Alice Wairimu Nderitu

2017 Lauréat

Kenya

L’histoire d’Alice

Ayant grandi dans une région rurale du Kenya, Alice Wairimu Nderitu avait l’habitude de grimper dans un grand arbre pour épier. Sous cet arbre, un groupe d’aînés se réunissait pour débattre de justice à propos d’enjeux qui concernaient la communauté. Sur sa branche, où elle les regardait atteindre un consensus, elle a décidé qu’un jour elle ferait partie des aînés qui promeuvent la paix dans sa communauté. Cependant, tous ces aînés étaient des hommes et on lui a dit que les négociations de paix n’étaient pas une affaire de femme.

Des dizaines d’années plus tard, en 2010, en tant que commissaire de la Commission nationale de cohésion et d’intégration, Alice s’est assise à la table des négociations avec 100 aînés de dix communautés ethniques qui n’avaient jamais négocié la paix entre eux. Seulement une année et demie plus tôt, en 2007-2008, la violence avait éclaté dans la vallée du Rift au Kenya après l’annonce des résultats d’une élection entachée de fraude. Cette élection avait déterré des griefs historiques concernant le territoire et des tensions ethniques profondément enracinées. Lorsque la violence postélectorale s’est apaisée, plus de 1 300 Kényans avaient été tués et 600 000 personnes avaient été déplacées. En 2010, avec un référendum constitutionnel à l’horizon, les tensions se sont accrues. La région allait-elle à nouveau être déchirée par des conflits ethniques ou allait-elle s’unir dans la paix? C’est là qu’Alice a entamé un processus de paix de 16 mois. Seule femme à la table des négociations, elle a dirigé les aînés dans un dialogue qui a débouché sur les premières élections pacifiques de la région en 20 ans.

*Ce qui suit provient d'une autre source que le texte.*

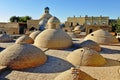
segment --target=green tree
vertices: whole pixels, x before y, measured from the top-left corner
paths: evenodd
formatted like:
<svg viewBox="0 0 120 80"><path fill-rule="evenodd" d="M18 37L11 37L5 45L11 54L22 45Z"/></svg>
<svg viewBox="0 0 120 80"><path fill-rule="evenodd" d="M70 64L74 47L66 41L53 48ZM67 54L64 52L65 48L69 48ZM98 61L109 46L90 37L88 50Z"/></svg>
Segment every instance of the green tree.
<svg viewBox="0 0 120 80"><path fill-rule="evenodd" d="M117 20L116 19L110 19L109 20L109 25L112 26L112 32L116 31L116 24L117 24Z"/></svg>
<svg viewBox="0 0 120 80"><path fill-rule="evenodd" d="M19 18L16 16L10 17L10 22L18 22Z"/></svg>
<svg viewBox="0 0 120 80"><path fill-rule="evenodd" d="M119 33L120 32L120 19L117 19L117 24L116 24L116 32Z"/></svg>
<svg viewBox="0 0 120 80"><path fill-rule="evenodd" d="M32 18L30 16L22 16L22 17L16 17L12 16L10 17L10 22L27 22L27 20L31 20Z"/></svg>

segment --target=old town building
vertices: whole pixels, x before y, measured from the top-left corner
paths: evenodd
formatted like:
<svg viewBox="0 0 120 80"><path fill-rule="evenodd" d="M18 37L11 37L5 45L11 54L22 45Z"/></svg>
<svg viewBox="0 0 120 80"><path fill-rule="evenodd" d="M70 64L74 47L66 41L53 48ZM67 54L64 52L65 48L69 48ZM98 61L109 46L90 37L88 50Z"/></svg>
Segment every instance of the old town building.
<svg viewBox="0 0 120 80"><path fill-rule="evenodd" d="M107 31L111 31L111 27L109 26L109 17L68 17L65 22L66 29L74 29L77 25L81 25L85 27L86 34L89 34L98 29L105 29Z"/></svg>
<svg viewBox="0 0 120 80"><path fill-rule="evenodd" d="M0 23L0 34L24 34L26 32L26 23L8 22Z"/></svg>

Alice est une infatigable artisane de la paix, médiatrice de conflit et défenseure de l’égalité entre les sexes qui croit que les différences peuvent être des forces et non des faiblesses. Elle encourage une grande diversité de personnes ayant différentes identités à participer dans le processus de paix et à se sentir valorisées. Par exemple, à Jos, au Nigeria, Alice a dirigé un dialogue entre neuf communautés ethniques et a été la première à intégrer les femmes à tous les échelons du processus de paix. Au sud du Kaduna, au Nigeria, elle a agi à titre de médiatrice lors d’un conflit armé entre 29 communautés ethniques, insistant avec succès pour que les femmes et les jeunes soient inclus dans le processus. Le résultat fut la Déclaration de paix de Kafanchan, signée par deux gouverneurs d’État en 2016. C’était la première fois qu’une femme jouait ce rôle au Nigeria. Dans le sud de l’état de Plateau, au Nigeria, elle est la médiatrice en chef d’un dialogue inclusif entre 46 communautés ethniques, qui sont chacune représentées par six personnes de milieux différents.

Alice a travaillé pour promouvoir le pluralisme à toutes les étapes de la médiation et de la prévention du conflit, et ce, non seulement dans l’intérêt de ceux qui ont été exclus historiquement, mais également parce qu’elle sait que la multiplicité des voix qui se rencontrent dans un dialogue respectueux est la seule manière de garantir la paix à long terme. Pour perpétuer le respect de la diversité, elle a développé un programme d’éducation à la paix et forme d’autres femmes médiatrices.

Lorsqu’elle était une enfant qui écoutait les autres, perchée dans un arbre, Alice s’est fait dire qu’elle ne pourrait pas travailler comme artisane de la paix. Aujourd’hui, elle est une éminente médiatrice et elle négocie la paix d’un bout à l’autre de l’Afrique. Elle a prouvé à maintes reprises que les femmes peuvent absolument contribuer aux négociations de paix et qu’en fait, la paix durable requiert la participation de tous les membres de la société.